Note that you can also pass a C++ function to gpLasso similar to the approach above:
library(RcppArmadillo)
library(Rcpp)
linreg <- '
// [[Rcpp::depends(RcppArmadillo)]]
#include <RcppArmadillo.h>
// [[Rcpp::export]]
double fitfunction(const arma::colvec parameters, const arma::mat X, const arma::colvec y, const int N){
// compute the sum of squared errors:
arma::mat sse = arma::trans(y-X*parameters)*(y-X*parameters);
// other packages, such as glmnet, scale the sse with
// 1/(2*N), where N is the sample size. We will do that here as well
sse *= 1.0/(2.0 * N);
// note: We must return a double, but the sse is a matrix
// To get a double, just return the single value that is in
// this matrix:
return(sse(0,0));
}
// [[Rcpp::export]]
arma::rowvec gradientfunction(const arma::colvec parameters, const arma::mat X, const arma::colvec y, const int N){
// note: we want to return our gradients as row-vector; therefore,
// we have to transpose the resulting column-vector:
arma::rowvec gradients = arma::trans(-2.0*X.t() * y + 2.0*X.t()*X*parameters);
// other packages, such as glmnet, scale the sse with
// 1/(2*N), where N is the sample size. We will do that here as well
gradients *= (.5/N);
return(gradients);
}'
Rcpp::sourceCpp(code = linreg)
Run the model as before:
l1 <- gpLasso(par = par,
regularized = regularized,
fn = fitfunction,
gr = gradientfunction,
lambdas = lambdas,
X = Xext,
y = y,
N = length(y)
)
head(l1@parameters)
#> lambda alpha theta b0 b1 b2 b3 b4
#> 1 0.000000000 1 0 0.02738582 1.0129189 0.9991449 0.9705722 1.027626
#> 2 0.005263158 1 0 0.02935312 1.0043727 0.9908927 0.9626260 1.025139
#> 3 0.010526316 1 0 0.02995020 0.9967090 0.9846669 0.9552793 1.021892
#> 4 0.015789474 1 0 0.03010671 0.9897324 0.9789426 0.9481494 1.018672
#> 5 0.021052632 1 0 0.03029732 0.9827286 0.9732061 0.9409868 1.015363
#> 6 0.026315789 1 0 0.03112459 0.9753371 0.9670621 0.9338616 1.011553
#> b5 b6 b7 b8 b9 b10
#> 1 0.014035802 -0.007459445 0.0185900832 0.021930312 -0.009899840 0.027400855
#> 2 0.003365641 0.000000000 0.0143415484 0.015434674 -0.007939592 0.022297256
#> 3 0.000000000 0.000000000 0.0096218807 0.010707664 -0.005256972 0.017464975
#> 4 0.000000000 0.000000000 0.0049329762 0.006364249 -0.002393580 0.012713275
#> 5 0.000000000 0.000000000 0.0001769284 0.002036489 0.000000000 0.007970293
#> 6 0.000000000 0.000000000 0.0000000000 0.000000000 0.000000000 0.003304421
The runtime in seconds with C++ is:
#> [1] 0.01719499 0.02304626 0.01618743 0.01625514 0.01627016
Which is even lower than what we had before!

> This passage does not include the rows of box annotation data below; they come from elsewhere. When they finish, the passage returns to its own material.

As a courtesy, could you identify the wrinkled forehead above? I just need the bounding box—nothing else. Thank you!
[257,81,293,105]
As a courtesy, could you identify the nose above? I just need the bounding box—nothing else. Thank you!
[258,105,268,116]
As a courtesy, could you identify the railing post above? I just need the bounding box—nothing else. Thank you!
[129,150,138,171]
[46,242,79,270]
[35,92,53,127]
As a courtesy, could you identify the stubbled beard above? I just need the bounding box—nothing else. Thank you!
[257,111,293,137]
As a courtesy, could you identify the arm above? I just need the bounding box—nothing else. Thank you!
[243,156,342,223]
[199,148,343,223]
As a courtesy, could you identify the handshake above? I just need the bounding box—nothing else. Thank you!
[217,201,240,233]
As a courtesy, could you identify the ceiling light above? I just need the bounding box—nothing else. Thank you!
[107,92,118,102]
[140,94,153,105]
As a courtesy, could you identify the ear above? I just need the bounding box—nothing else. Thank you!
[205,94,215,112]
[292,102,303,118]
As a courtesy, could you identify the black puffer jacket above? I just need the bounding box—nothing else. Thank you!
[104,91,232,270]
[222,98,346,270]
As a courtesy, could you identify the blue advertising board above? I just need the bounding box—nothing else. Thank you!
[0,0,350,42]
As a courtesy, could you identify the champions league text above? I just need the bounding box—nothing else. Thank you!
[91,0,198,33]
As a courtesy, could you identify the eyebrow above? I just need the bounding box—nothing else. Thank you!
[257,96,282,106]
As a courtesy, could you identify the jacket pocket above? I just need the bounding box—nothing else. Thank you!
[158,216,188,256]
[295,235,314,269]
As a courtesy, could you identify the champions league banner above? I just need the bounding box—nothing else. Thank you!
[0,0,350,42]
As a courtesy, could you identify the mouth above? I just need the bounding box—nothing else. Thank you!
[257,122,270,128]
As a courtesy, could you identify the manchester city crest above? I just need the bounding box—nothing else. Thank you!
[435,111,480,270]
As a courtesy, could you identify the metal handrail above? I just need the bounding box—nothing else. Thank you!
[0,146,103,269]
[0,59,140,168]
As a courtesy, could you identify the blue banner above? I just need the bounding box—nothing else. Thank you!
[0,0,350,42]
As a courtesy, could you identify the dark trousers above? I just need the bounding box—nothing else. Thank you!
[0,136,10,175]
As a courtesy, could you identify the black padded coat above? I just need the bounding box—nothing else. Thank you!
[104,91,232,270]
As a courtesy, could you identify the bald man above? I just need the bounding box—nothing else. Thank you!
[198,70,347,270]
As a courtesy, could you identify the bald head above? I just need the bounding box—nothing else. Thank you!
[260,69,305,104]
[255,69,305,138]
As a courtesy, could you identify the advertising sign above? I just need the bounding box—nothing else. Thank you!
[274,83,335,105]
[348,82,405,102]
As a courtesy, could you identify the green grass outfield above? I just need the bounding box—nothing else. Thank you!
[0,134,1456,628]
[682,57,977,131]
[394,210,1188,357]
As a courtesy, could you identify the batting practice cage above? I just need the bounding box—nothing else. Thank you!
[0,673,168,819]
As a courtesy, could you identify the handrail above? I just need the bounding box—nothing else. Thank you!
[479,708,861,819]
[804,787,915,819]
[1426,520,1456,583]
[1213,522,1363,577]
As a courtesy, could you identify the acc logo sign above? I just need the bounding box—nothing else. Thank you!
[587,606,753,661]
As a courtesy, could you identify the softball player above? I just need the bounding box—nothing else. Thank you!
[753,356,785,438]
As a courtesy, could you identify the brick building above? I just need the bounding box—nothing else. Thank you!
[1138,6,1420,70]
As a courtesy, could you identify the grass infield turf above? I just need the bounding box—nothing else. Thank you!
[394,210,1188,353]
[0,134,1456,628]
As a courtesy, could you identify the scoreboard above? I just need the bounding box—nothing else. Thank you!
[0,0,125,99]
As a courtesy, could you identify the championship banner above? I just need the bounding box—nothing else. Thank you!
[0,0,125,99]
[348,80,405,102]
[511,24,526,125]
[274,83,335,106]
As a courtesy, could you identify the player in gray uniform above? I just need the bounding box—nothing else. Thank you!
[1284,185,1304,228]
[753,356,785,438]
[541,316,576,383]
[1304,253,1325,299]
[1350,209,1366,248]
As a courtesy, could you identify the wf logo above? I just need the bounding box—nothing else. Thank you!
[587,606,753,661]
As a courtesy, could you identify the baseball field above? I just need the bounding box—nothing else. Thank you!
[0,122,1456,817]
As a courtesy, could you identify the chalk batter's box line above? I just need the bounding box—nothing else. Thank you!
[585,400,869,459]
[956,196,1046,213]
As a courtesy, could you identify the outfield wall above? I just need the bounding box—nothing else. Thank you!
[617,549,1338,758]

The second approach: Using C++ function pointers
While using the Rcpp functions defined above was quite fast for our linear regression, it can still be fairly slow for more involved models (e.g., SEM). This is due to our optimizer having to go back and forth between R and C++. To reduce this overhead, we can use the second approach. Here, instead of passing an Rcpp function which is then executed in R, we pass a pointer to the underlying C++ functions. This approach is more constrained than the one presented above:
- We must define both, a fitting function and a gradient function in Rcpp. We cannot rely on numDeriv any more!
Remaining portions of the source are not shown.